At the time of his ousting, De Vries trailed his team-mate Yuki Tsunoda seven-three in qualifying and eight-two in races, which is pretty much what you might expect when you remember that Tsunoda is in his third full F1 season and De Vries was in the first half of his first.

De Vries has looked a bit clumsy at times – his car and Kevin Magnussen’s have recently appeared to be fitted with magnets unerringly attracted to each other – and, knowing Nyck as I do, I think that that clumsiness was born of an intense desire to perform, exacerbated by a growing desperation engendered by a gnawing fear that his card was being marked (or Marko’d).

Nyck De Vries British GP

De Vries’ struggles continued at the British GP – finishing behind his team-mate in the race and qualifying

Indeed, Helmut Marko, whose job title of adviser risibly underplays the power he exerts within both AlphaTauri and Red Bull, was typically blunt when quizzed by media about the decision: “We saw no improvement [in De Vries]. We had to do something. Nyck is a very nice guy, but the speed just wasn’t there, so why wait?”

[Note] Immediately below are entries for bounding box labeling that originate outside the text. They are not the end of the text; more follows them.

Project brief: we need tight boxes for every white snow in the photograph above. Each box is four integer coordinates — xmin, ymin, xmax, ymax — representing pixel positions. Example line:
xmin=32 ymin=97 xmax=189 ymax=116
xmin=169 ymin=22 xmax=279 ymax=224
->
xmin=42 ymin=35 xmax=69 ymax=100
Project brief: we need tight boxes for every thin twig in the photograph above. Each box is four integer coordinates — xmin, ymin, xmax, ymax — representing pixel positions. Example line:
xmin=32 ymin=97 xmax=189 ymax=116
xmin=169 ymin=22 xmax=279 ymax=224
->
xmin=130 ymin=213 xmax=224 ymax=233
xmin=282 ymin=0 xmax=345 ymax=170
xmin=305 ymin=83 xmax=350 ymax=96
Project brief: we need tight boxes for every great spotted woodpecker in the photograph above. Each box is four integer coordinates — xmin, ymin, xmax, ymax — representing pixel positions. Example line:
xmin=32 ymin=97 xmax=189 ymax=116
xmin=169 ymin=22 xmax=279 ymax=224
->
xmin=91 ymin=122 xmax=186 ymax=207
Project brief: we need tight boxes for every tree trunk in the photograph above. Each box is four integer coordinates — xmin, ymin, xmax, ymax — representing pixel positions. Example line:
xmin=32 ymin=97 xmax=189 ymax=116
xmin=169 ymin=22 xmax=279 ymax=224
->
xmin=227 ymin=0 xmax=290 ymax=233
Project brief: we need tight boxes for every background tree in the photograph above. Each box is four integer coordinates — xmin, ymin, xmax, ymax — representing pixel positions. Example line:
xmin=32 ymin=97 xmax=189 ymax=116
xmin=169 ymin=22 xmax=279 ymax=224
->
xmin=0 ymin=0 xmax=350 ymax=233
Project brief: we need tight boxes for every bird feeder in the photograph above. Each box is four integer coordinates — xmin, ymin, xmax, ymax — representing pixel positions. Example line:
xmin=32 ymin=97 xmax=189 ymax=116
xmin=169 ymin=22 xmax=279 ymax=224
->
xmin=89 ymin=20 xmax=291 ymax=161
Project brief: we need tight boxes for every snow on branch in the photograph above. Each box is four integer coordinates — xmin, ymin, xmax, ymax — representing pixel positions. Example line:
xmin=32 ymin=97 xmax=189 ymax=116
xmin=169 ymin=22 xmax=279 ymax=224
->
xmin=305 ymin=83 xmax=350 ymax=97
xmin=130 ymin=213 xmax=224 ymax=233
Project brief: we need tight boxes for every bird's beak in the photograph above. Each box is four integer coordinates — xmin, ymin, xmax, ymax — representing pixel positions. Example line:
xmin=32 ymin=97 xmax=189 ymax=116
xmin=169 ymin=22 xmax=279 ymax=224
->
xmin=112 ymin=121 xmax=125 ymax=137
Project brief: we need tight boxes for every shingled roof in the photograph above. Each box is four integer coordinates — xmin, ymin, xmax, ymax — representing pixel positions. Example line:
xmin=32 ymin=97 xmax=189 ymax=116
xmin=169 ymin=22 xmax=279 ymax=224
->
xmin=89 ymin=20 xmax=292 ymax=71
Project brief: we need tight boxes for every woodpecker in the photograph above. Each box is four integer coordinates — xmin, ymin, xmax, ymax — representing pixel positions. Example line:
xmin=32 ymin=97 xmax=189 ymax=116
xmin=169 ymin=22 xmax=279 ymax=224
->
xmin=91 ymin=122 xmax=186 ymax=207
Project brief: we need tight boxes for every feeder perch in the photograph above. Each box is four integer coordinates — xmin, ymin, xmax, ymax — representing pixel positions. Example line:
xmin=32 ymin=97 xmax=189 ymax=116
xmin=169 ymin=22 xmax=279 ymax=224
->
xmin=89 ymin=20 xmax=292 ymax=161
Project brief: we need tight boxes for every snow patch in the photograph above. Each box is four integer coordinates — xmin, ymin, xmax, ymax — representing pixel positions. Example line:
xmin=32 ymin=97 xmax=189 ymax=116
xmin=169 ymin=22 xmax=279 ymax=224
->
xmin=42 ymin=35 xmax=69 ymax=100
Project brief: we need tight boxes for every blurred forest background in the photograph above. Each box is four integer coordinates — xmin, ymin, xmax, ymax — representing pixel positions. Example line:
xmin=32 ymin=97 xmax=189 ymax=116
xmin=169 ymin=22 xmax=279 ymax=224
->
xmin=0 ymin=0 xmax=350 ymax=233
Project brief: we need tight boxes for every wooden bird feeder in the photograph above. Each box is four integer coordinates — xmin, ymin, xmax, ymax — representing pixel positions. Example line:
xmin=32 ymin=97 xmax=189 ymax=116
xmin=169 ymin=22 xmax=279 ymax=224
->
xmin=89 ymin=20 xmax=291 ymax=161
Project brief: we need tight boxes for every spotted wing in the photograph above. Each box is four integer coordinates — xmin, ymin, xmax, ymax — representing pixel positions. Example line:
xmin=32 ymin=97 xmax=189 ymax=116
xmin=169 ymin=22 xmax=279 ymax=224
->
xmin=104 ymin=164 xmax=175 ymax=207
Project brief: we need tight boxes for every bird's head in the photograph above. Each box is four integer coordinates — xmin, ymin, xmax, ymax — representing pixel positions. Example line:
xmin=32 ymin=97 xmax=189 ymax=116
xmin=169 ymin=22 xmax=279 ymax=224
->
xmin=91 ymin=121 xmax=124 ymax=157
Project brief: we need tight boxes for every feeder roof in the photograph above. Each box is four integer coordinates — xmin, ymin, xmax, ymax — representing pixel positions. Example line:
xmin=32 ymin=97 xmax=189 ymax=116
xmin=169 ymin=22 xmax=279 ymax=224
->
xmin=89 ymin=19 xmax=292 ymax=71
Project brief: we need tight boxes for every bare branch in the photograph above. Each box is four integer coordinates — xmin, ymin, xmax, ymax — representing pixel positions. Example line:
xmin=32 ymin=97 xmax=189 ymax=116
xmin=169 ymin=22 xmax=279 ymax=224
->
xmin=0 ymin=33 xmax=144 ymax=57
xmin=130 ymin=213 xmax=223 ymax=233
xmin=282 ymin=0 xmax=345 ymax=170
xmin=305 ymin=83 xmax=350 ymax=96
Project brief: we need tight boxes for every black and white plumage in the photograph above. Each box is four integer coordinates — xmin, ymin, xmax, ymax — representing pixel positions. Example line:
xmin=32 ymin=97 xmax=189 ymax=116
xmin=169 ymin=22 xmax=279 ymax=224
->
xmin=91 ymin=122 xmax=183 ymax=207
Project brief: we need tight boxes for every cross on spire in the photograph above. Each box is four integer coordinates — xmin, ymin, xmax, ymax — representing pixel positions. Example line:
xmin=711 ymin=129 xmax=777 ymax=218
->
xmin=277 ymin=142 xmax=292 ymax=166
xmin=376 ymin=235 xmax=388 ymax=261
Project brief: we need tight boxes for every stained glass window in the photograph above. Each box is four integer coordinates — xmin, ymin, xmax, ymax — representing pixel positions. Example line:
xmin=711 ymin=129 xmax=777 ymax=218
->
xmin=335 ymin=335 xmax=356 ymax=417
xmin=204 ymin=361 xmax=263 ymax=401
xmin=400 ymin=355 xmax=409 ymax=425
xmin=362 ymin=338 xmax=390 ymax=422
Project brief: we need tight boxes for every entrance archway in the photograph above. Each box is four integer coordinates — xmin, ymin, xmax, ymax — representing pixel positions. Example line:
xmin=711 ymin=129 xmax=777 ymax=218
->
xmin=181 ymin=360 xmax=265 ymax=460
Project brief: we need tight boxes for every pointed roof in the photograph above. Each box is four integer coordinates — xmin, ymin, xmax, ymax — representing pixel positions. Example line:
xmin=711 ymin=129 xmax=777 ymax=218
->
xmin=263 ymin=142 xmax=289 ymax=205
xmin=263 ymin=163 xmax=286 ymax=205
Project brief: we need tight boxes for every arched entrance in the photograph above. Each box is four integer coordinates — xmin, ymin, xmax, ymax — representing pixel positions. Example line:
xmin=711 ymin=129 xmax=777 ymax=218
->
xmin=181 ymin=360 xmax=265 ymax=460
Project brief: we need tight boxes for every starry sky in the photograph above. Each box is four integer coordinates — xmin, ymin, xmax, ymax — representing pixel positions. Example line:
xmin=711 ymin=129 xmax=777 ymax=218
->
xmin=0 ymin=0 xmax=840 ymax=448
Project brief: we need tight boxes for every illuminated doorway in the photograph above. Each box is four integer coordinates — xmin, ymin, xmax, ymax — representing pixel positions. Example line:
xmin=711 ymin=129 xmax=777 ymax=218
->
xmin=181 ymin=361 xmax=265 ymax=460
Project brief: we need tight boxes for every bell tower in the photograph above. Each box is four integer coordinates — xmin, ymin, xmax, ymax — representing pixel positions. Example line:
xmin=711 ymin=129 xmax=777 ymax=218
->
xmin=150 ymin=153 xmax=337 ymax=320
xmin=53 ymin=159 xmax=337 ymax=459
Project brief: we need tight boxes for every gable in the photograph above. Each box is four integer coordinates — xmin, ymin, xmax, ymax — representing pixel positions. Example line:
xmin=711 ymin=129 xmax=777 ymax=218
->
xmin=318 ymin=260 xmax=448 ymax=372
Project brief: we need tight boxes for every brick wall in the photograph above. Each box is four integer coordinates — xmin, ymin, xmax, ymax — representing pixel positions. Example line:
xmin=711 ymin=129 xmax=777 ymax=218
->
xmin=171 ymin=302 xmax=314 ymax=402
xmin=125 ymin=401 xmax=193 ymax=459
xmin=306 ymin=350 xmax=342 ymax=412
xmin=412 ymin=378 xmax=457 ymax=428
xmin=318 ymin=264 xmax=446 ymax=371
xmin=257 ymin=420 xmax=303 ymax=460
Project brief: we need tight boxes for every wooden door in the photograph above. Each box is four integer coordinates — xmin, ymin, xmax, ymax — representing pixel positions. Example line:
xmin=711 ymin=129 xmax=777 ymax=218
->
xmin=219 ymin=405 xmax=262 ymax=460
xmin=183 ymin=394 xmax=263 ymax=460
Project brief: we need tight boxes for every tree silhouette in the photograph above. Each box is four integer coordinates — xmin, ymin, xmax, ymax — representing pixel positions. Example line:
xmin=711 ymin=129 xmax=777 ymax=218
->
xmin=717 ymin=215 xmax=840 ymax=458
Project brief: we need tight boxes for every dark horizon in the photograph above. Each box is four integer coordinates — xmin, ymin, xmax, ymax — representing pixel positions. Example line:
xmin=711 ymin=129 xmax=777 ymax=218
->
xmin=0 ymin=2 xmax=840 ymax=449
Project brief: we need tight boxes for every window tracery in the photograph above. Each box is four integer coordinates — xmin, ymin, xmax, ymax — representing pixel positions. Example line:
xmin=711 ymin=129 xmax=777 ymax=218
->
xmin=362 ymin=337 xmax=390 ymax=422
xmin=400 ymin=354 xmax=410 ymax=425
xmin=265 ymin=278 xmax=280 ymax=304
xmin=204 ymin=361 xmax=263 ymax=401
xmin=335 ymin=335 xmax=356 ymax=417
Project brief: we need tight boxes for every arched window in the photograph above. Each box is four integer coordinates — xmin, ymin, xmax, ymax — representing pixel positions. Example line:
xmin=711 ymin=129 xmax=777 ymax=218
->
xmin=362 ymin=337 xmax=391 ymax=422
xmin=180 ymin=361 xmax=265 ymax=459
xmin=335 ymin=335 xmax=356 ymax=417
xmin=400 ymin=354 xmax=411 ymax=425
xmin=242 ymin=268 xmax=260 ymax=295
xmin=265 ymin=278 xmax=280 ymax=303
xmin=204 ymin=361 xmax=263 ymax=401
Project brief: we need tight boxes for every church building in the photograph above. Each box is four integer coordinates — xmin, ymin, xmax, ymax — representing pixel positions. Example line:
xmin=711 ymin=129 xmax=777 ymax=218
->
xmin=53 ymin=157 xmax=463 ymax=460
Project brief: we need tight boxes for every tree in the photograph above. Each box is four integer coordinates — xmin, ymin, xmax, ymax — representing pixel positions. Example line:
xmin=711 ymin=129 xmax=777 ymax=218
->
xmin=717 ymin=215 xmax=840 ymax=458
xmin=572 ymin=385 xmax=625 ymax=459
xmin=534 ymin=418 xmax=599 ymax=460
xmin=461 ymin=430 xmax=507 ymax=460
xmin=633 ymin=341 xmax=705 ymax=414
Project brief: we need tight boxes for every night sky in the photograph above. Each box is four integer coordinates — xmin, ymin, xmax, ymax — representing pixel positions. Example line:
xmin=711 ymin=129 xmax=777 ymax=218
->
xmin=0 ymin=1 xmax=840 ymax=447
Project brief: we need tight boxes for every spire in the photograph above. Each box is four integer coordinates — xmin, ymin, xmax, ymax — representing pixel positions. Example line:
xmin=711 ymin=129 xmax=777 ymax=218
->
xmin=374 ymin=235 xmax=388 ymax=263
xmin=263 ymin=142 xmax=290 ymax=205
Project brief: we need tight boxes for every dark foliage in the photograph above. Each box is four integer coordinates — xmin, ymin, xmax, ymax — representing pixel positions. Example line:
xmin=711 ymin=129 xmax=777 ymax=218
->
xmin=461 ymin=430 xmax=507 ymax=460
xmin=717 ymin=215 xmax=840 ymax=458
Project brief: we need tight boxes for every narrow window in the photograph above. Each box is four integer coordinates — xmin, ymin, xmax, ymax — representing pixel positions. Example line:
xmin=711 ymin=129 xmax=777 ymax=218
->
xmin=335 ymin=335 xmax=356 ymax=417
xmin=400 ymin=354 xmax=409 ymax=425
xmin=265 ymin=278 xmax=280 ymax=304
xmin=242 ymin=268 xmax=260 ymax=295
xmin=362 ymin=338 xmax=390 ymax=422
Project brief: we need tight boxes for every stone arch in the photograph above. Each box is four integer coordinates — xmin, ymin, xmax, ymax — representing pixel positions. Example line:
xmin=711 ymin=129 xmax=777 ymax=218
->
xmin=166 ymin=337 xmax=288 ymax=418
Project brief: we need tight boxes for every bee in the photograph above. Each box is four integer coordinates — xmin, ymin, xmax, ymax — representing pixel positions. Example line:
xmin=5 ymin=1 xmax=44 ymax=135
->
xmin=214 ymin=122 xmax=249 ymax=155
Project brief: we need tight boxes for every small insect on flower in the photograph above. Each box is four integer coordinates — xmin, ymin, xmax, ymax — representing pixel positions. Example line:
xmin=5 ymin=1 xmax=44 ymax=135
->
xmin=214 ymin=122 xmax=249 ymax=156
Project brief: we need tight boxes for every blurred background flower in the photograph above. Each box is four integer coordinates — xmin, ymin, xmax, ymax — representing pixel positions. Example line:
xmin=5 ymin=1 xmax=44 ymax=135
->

The truth may be that Marko – and Christian Horner – are concerned about the iffy recent form of Checo Perez in their A-team, and want to give Daniel Ricciardo a few grands prix for AlphaTauri early enough that they can either promote him to said A-team for next year or, if it turns out that he is not as good as he once was, cast their net wider. Perez may of course redeem himself, but he needs to get his skates on.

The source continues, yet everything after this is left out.